Political action for Socialism means the complete abandonment of reformism. The two ends. Socialism and reforms, are irreconcilable opposites. It is political action to secure reforms which has led to the discrediting of Parliament as a means of changing society. Logic is not the strong point of leftist opponents of Parliamentary action. They have been guilty of advocating the use of Parliament for a task which is impossible, namely the passing of reforms to solve capitalism’s inherent problems. Then, in their folly, they blame the machine for their lack of knowledge as to its real use for workers. Parliament has never been used by a conscious working class to get rid of capitalism. Only the SPGB, from its inception, has argued the need to use Parliament in this way.
In The Communist Manifesto Marx and Engels elaborate the lesson from history in the principle "that all class struggles are political". The working class of the world cannot end the political power of the capitalist class without gaining control of the centres of political power themselves. What is at issue is the ownership of all the means of production. This cannot be settled at the factory gate by industrial action and it cannot be settled on the street from behind barricades. These methods leave the coercive state in the hands of the capitalist class and can only lead to anarchy and defeat. It is quite absurd to pretend, as leftists do, that millions of workers will carry on a violent struggle against the state and sacrifice life and limb, but will be unwilling to co-operate in the democratic process of voting. The advocates of "direct action" never expect a majority of workers to understand their position and act rationally. It is only desperate minorities without the backing of Socialist ideas who see revolution in terms of barricades and blood. Socialism is not possible without majority understanding.

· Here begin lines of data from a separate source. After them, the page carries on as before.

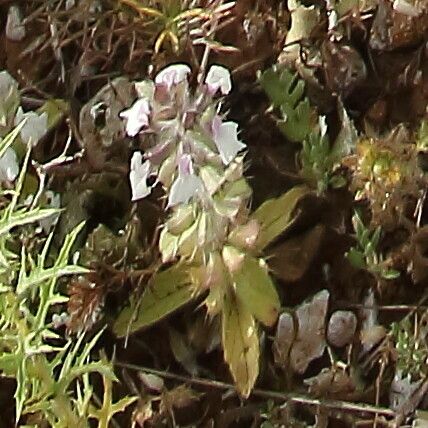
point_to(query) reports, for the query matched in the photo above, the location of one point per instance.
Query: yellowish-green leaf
(256, 291)
(276, 215)
(166, 292)
(240, 344)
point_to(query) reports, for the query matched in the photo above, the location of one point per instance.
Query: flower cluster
(387, 175)
(196, 156)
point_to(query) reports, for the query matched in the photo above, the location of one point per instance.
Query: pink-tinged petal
(172, 75)
(138, 177)
(187, 185)
(227, 142)
(137, 117)
(218, 77)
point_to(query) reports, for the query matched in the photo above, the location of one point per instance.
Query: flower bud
(181, 219)
(245, 236)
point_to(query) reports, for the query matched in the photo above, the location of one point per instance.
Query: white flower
(9, 168)
(172, 75)
(218, 77)
(137, 116)
(138, 177)
(35, 126)
(187, 184)
(226, 139)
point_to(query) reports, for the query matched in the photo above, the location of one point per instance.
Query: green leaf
(166, 292)
(296, 125)
(356, 258)
(240, 344)
(286, 91)
(256, 291)
(276, 215)
(390, 274)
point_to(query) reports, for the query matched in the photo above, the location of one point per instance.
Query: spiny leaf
(165, 292)
(256, 291)
(240, 344)
(276, 215)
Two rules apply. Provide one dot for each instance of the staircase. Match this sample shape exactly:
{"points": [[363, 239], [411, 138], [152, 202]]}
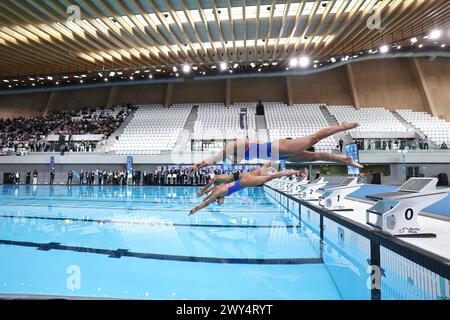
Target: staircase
{"points": [[112, 138], [190, 121], [347, 138], [408, 125], [260, 122], [183, 141]]}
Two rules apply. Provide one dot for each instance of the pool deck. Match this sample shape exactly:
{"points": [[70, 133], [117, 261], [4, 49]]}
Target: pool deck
{"points": [[441, 227]]}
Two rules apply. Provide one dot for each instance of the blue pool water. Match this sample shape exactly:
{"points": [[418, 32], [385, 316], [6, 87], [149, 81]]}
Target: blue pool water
{"points": [[140, 243]]}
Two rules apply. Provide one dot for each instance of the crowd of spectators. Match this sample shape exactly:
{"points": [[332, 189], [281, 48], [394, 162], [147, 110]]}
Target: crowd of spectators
{"points": [[164, 175], [28, 134], [159, 176]]}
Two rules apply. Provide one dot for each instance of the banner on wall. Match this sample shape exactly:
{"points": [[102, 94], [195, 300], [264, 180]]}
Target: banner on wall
{"points": [[282, 165], [352, 151], [129, 166], [52, 163]]}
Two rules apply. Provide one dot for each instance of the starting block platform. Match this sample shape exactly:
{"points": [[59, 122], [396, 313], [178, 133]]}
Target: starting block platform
{"points": [[332, 198], [307, 191], [396, 212]]}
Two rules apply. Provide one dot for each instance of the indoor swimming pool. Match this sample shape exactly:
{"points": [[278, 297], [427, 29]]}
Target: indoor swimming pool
{"points": [[140, 243]]}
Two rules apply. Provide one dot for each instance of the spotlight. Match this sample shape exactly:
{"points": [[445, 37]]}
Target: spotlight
{"points": [[293, 62], [435, 34], [186, 68], [304, 62], [384, 49]]}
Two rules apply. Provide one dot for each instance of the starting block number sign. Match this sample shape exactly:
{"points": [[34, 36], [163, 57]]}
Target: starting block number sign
{"points": [[352, 151]]}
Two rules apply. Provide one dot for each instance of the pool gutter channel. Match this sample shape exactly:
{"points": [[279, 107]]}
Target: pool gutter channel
{"points": [[424, 258]]}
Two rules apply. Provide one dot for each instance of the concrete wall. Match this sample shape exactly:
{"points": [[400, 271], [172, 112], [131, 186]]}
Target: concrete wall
{"points": [[391, 83]]}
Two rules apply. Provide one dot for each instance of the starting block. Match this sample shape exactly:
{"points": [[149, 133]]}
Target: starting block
{"points": [[307, 191], [396, 212], [295, 188], [332, 198]]}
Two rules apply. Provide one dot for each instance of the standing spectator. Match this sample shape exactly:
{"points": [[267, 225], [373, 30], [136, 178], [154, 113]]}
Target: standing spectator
{"points": [[28, 179], [100, 177], [138, 177], [69, 177], [52, 176], [17, 177], [35, 176], [341, 144]]}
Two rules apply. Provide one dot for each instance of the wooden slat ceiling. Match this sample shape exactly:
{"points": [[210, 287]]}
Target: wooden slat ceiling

Leftist methods are alien to the Socialist objective. The argument that members of the armed forces, police and civil service would side with the capitalists only weakens their already very feeble case. Control over these state agencies is in the hands of the majority party in Parliament. If a violent minority challenge the state, the coercive machine will act under the orders of those voted into power. It will be seen to be doing the will of the majority. Any violent minority would be seen to be acting against a great consensus. They could not win. While a majority of workers support capitalism (as now), their attitudes are reflected, in the armed forces and police. The personnel in these outfits, apart from a few wealthy professionals, are members of the working class. Their families, parents and friends are also members of the working class; they cannot be isolated from the general ideas of society. When millions of workers are opting for Socialism, every section of society will reflect their attitudes and ideas.
As a self-styled vanguard, the left reject the ballot-box because they are contemptuous of those they expect to blindly follow them and whose blood they would shed to gain power themselves. The SPGB has been patiently explaining Socialist principles since 1904; leftists are still groping in the dark.